Thursday, October 27, 2011

Return Of The Penguin

Not that Penguin.

What's it take to get the Penguin, Ron Cey, in the press during this World Series? A WSJ article on the cleanup spot, which strangely is not the place in the batting order that has generated the most WS MVPs:

A guy who hits eighth is on the verge of becoming World Series MVP. Which, given the inscrutable history of the award, sounds about right.

From No. 8-hitting Bobby Richardson in 1960 to (potentially) Mike Napoli this year, World Series MVPs have historically come from all over the batting order. Edgar Renteria won it last year with the Giants while predominantly hitting eighth. Scott Brosius—at the height of the Yankees' dynasty in 1998—won the MVP while hitting seventh and sixth.

Granted, Napoli, the Texas Rangers' slugging catcher, is obviously not a typical bottom-third-of-the-order hitter. He hit 30 home runs this season and had a 1.046 OPS (on-base plus slugging percentage), best on the team among regulars. [...]
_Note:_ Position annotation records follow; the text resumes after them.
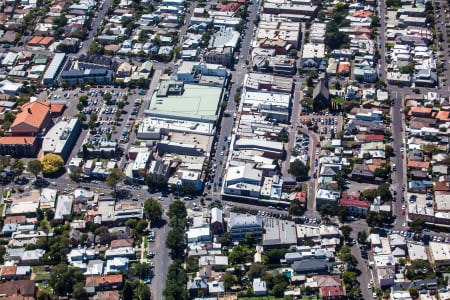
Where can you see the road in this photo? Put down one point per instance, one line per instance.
(162, 261)
(227, 123)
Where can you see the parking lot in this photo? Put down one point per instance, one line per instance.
(325, 124)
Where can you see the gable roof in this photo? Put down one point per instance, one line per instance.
(326, 280)
(33, 114)
(18, 287)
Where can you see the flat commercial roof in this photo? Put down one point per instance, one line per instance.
(50, 74)
(196, 103)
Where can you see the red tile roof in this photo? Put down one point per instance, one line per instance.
(374, 137)
(17, 140)
(332, 291)
(33, 114)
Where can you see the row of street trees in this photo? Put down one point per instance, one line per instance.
(176, 243)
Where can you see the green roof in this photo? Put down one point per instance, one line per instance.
(195, 102)
(40, 59)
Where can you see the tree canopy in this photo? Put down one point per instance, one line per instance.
(52, 163)
(153, 210)
(63, 279)
(298, 168)
(34, 167)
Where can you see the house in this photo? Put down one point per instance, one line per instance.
(216, 262)
(330, 287)
(100, 283)
(18, 288)
(122, 243)
(355, 206)
(259, 287)
(197, 286)
(32, 257)
(321, 96)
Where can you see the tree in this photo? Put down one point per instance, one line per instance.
(256, 270)
(102, 233)
(362, 237)
(153, 210)
(298, 168)
(346, 231)
(52, 163)
(107, 96)
(295, 208)
(414, 293)
(115, 176)
(127, 291)
(228, 281)
(63, 279)
(326, 211)
(384, 192)
(142, 291)
(75, 174)
(17, 167)
(79, 291)
(177, 209)
(176, 242)
(49, 214)
(417, 225)
(34, 167)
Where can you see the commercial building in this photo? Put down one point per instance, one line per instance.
(190, 102)
(61, 138)
(53, 69)
(241, 224)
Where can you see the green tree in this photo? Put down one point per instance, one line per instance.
(228, 281)
(142, 292)
(295, 208)
(153, 210)
(326, 211)
(342, 213)
(362, 237)
(127, 291)
(34, 167)
(115, 176)
(417, 225)
(256, 270)
(64, 278)
(414, 293)
(346, 231)
(52, 163)
(79, 291)
(107, 96)
(17, 167)
(176, 242)
(177, 209)
(75, 174)
(383, 190)
(298, 168)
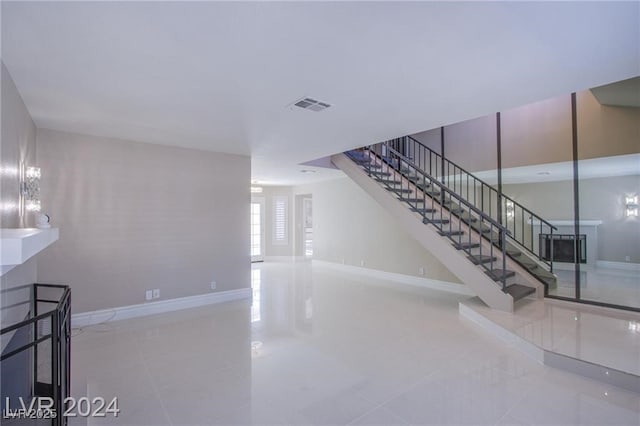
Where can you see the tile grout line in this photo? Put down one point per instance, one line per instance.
(394, 396)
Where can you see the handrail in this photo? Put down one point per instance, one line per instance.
(452, 193)
(440, 195)
(501, 194)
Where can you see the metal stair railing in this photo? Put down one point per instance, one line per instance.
(437, 204)
(518, 219)
(50, 326)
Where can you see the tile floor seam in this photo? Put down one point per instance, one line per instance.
(396, 395)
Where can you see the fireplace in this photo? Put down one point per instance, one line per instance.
(563, 247)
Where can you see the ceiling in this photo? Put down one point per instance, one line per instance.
(222, 76)
(624, 93)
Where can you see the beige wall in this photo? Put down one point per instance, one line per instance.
(135, 216)
(600, 199)
(348, 224)
(540, 133)
(605, 130)
(18, 145)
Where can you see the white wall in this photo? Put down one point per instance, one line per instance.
(349, 225)
(18, 145)
(600, 199)
(136, 216)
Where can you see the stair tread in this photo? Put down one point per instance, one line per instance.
(519, 291)
(478, 259)
(466, 245)
(425, 210)
(437, 220)
(497, 274)
(450, 233)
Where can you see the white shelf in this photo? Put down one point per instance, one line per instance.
(17, 245)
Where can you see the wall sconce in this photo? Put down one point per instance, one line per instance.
(631, 205)
(30, 189)
(510, 209)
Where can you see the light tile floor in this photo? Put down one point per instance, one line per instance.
(613, 286)
(327, 348)
(602, 336)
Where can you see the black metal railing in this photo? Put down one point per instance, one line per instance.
(47, 328)
(439, 206)
(523, 224)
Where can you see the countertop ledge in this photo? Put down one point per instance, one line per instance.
(17, 245)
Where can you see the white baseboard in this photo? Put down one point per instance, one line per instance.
(400, 278)
(279, 258)
(625, 266)
(85, 319)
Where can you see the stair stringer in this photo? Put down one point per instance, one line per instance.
(440, 247)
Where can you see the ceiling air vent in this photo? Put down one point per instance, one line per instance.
(311, 104)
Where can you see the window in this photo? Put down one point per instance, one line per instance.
(280, 220)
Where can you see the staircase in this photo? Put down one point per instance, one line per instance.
(484, 237)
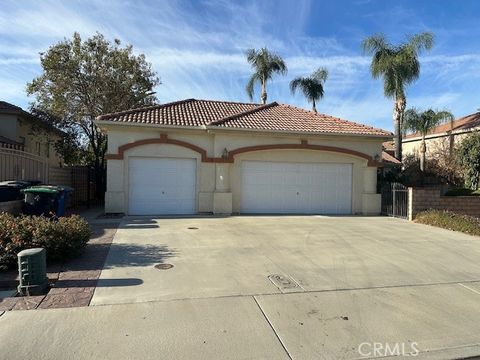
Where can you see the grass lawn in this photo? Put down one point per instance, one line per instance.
(462, 192)
(448, 220)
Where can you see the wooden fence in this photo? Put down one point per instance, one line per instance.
(20, 165)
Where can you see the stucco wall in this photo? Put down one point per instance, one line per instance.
(45, 139)
(427, 198)
(218, 184)
(8, 126)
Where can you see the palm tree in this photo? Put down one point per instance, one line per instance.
(399, 66)
(423, 122)
(265, 64)
(312, 86)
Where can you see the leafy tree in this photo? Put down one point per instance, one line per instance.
(311, 86)
(399, 66)
(71, 145)
(264, 64)
(468, 156)
(423, 122)
(84, 79)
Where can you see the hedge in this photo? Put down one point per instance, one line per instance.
(62, 238)
(451, 221)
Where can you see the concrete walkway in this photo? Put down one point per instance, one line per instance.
(268, 288)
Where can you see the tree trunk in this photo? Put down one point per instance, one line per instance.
(264, 91)
(398, 110)
(451, 140)
(423, 151)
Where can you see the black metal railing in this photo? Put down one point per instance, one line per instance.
(395, 200)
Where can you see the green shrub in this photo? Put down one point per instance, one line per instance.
(62, 238)
(451, 221)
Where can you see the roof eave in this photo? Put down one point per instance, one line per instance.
(316, 133)
(218, 128)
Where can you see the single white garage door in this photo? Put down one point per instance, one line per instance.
(296, 188)
(161, 186)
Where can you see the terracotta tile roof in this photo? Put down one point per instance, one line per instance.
(222, 114)
(388, 146)
(388, 158)
(465, 123)
(188, 112)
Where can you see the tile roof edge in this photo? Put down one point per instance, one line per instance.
(455, 127)
(338, 119)
(244, 113)
(132, 111)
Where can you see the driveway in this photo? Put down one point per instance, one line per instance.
(293, 287)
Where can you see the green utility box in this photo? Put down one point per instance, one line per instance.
(32, 268)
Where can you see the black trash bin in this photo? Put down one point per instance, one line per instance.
(46, 200)
(11, 190)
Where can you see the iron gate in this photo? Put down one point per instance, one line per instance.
(395, 200)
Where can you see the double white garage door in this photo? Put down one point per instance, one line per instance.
(168, 186)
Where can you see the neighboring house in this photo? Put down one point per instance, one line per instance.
(438, 140)
(21, 130)
(202, 156)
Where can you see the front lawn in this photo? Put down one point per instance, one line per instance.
(462, 192)
(451, 221)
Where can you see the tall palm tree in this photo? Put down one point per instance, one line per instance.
(399, 66)
(423, 122)
(311, 86)
(264, 64)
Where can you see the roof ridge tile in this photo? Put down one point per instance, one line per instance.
(145, 108)
(244, 113)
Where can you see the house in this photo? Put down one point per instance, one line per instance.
(22, 131)
(202, 156)
(438, 139)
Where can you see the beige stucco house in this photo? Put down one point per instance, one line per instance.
(20, 130)
(438, 140)
(202, 156)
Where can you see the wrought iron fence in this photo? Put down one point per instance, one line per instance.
(395, 200)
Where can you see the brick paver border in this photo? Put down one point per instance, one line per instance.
(72, 283)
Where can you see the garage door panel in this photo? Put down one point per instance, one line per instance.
(162, 186)
(276, 187)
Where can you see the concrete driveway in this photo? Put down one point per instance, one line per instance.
(293, 287)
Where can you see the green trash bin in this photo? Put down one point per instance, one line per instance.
(32, 270)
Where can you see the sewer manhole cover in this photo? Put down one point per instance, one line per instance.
(283, 282)
(163, 266)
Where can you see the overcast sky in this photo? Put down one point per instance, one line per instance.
(197, 47)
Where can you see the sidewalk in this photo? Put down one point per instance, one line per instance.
(73, 282)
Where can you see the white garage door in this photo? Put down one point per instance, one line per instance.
(161, 186)
(301, 188)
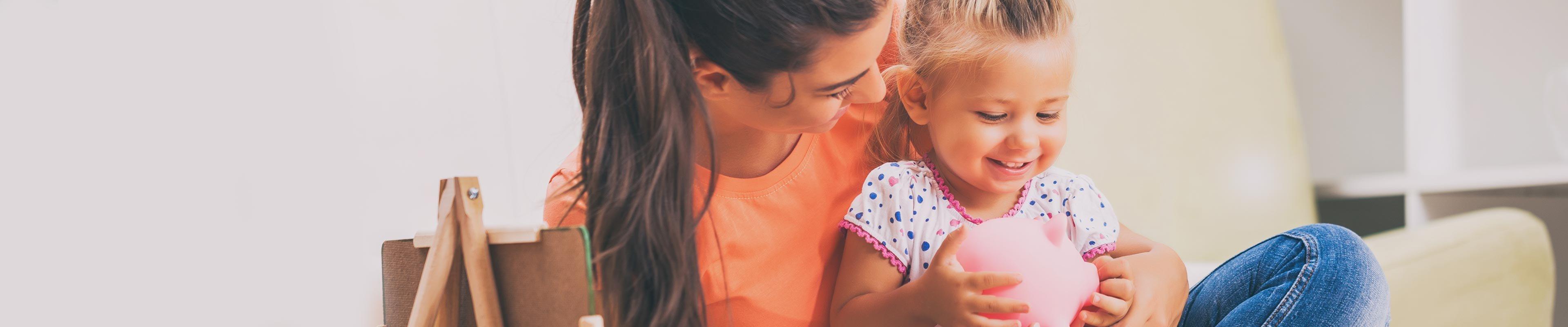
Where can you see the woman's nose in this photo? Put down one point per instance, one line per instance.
(869, 89)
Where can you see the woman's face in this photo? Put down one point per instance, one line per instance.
(996, 125)
(844, 73)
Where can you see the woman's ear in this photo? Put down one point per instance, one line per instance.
(911, 92)
(713, 81)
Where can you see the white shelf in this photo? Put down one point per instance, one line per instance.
(1394, 184)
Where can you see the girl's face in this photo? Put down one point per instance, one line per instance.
(998, 123)
(844, 73)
Because anyone can get a handful of key hits over a few games, MVPs have come from every possible spot—even position players who bat ninth. Bucky Dent hit last for the Yankees throughout the 1978 World Series, which was played with the designated-hitter rule in effect for every game.

One of the few positions in the batting order that World Series MVPs have not come from lately is, of all places, the cleanup spot. Although Reggie Jackson made his name as a two-time Series MVP cleanup hitter, no No. 4 batter has won the award since the Dodgers' Ron Cey split it with Pedro Guerrero and Steve Yeager in 1981—and Cey spent half that series batting fifth.
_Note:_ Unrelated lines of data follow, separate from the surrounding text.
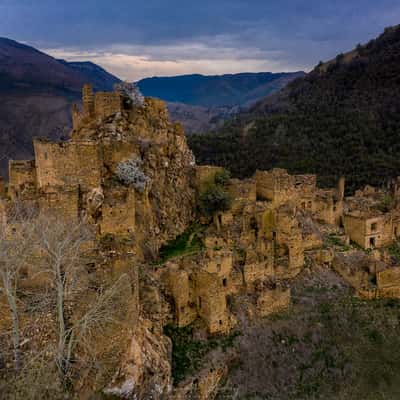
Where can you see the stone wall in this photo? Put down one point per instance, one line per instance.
(118, 212)
(67, 163)
(107, 104)
(63, 201)
(22, 179)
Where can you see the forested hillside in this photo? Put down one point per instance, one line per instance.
(343, 118)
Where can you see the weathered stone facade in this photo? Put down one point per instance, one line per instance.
(276, 223)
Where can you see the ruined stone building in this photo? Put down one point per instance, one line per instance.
(277, 222)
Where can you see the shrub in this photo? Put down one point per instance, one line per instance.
(130, 173)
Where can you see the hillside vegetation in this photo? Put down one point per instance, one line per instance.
(341, 119)
(217, 90)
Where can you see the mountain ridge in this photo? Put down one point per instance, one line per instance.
(342, 118)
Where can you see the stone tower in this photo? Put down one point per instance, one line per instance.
(341, 185)
(87, 101)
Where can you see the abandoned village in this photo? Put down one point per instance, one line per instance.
(276, 225)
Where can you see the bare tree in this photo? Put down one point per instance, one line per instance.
(62, 244)
(65, 247)
(16, 239)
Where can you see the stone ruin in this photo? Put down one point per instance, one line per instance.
(277, 221)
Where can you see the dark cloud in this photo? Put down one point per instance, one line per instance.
(286, 32)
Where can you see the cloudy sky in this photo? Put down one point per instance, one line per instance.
(135, 39)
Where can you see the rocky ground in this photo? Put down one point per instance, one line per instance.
(329, 345)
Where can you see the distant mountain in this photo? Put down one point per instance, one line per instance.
(202, 103)
(36, 92)
(343, 118)
(218, 90)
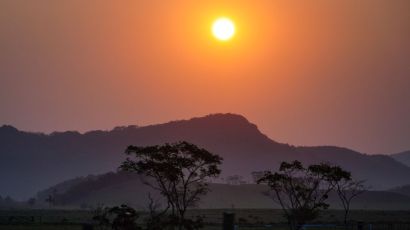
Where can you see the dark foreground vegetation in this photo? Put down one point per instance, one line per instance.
(212, 219)
(181, 172)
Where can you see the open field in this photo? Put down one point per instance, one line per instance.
(244, 218)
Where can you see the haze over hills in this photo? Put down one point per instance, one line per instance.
(36, 161)
(119, 188)
(403, 157)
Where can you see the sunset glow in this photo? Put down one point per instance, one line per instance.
(223, 29)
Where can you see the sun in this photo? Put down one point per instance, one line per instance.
(223, 29)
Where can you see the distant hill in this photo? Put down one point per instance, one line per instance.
(404, 190)
(34, 161)
(117, 188)
(403, 157)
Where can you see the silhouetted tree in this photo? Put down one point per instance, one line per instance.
(31, 202)
(179, 172)
(347, 189)
(120, 217)
(302, 192)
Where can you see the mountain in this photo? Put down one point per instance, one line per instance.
(403, 157)
(118, 188)
(34, 161)
(404, 190)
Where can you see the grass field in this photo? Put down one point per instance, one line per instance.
(246, 219)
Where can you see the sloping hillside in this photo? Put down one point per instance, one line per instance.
(31, 161)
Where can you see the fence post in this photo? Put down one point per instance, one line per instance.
(228, 221)
(88, 227)
(360, 225)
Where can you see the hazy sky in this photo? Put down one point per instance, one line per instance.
(306, 72)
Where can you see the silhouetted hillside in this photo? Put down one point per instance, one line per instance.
(403, 157)
(116, 188)
(31, 161)
(404, 190)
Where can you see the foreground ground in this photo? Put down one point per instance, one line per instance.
(245, 219)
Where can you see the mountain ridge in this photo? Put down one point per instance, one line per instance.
(37, 160)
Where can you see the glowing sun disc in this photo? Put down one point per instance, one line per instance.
(223, 29)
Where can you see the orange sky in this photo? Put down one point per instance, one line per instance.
(306, 72)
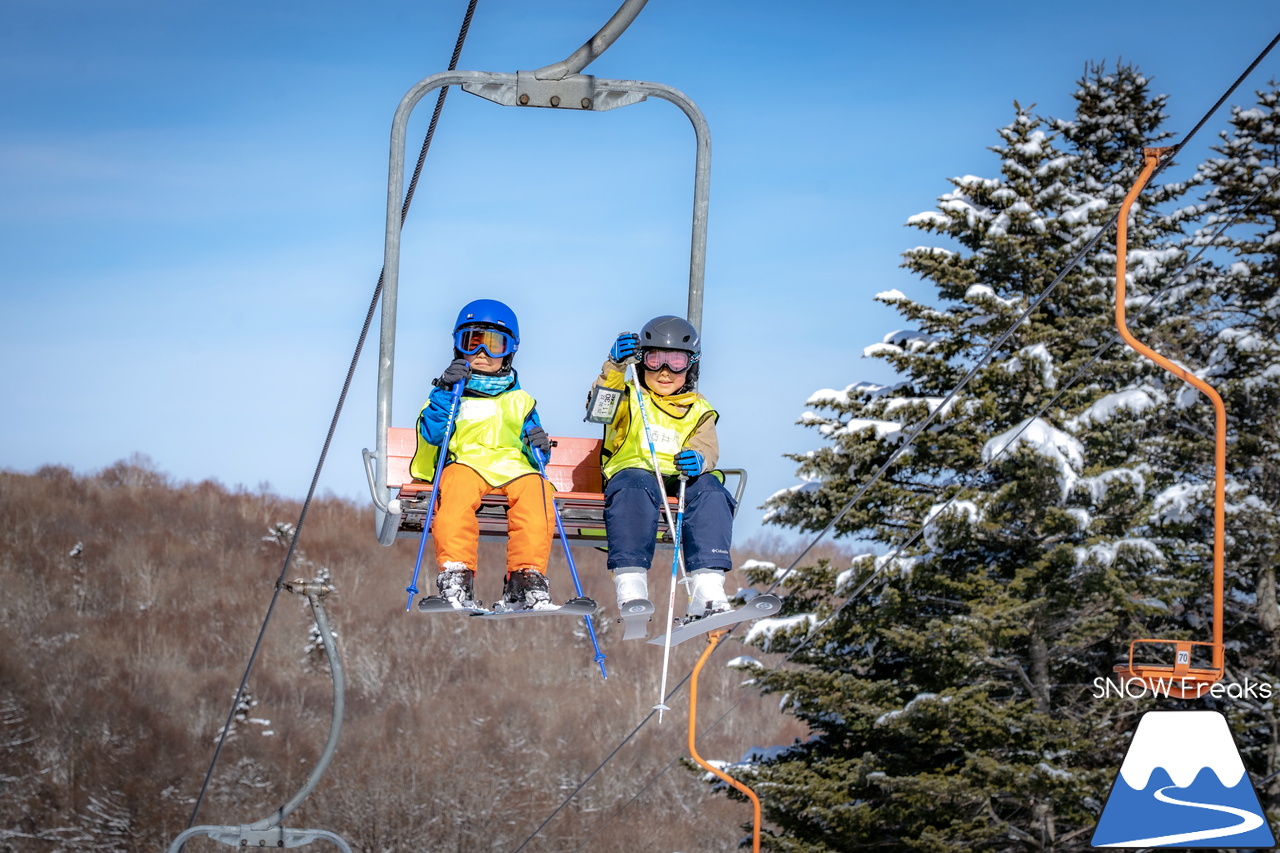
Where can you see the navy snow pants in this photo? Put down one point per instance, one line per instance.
(632, 506)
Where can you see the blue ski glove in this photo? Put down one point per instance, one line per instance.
(626, 347)
(458, 370)
(536, 437)
(689, 461)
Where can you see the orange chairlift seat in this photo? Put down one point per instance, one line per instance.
(574, 470)
(1183, 678)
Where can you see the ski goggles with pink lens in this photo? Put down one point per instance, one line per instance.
(675, 360)
(496, 342)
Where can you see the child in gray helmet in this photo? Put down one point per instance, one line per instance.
(682, 430)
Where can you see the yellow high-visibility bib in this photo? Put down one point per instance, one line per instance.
(485, 437)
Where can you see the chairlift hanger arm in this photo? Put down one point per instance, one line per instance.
(597, 45)
(517, 90)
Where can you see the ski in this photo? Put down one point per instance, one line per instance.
(439, 605)
(572, 607)
(754, 609)
(635, 616)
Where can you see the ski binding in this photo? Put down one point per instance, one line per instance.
(758, 607)
(440, 605)
(572, 607)
(635, 615)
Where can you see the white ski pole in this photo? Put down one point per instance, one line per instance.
(676, 559)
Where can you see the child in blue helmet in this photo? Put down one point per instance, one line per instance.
(489, 450)
(682, 428)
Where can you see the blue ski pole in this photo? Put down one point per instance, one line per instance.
(435, 484)
(572, 570)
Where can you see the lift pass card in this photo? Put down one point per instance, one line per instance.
(603, 404)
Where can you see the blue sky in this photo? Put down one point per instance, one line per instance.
(192, 204)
To be fair, cleanup isn't all that far behind the position-player leaders, the three-hole and the five-hole, with six WS MVP occurrences each. Cleanup is tied for third with four occurrences, along with the seven-hole and eight-hole.

Position players have won the WS MVP award 31 times, to pitchers winning the award 27 times.

2 comments:

Pistol Pete Reiser said...

Why would a bad guy idolize a penguin, let alone take a penguin as his inspiration? Never understood that. It's such a dumb little bird/fish/thing. Why not a hawk, or an eagle, even an owl?

News about Kuo totally sucks. Speedy recovery, dude.

Mr. LA Sports Czar said...

Penguin: Pain and Prejudice has been getting good reviews.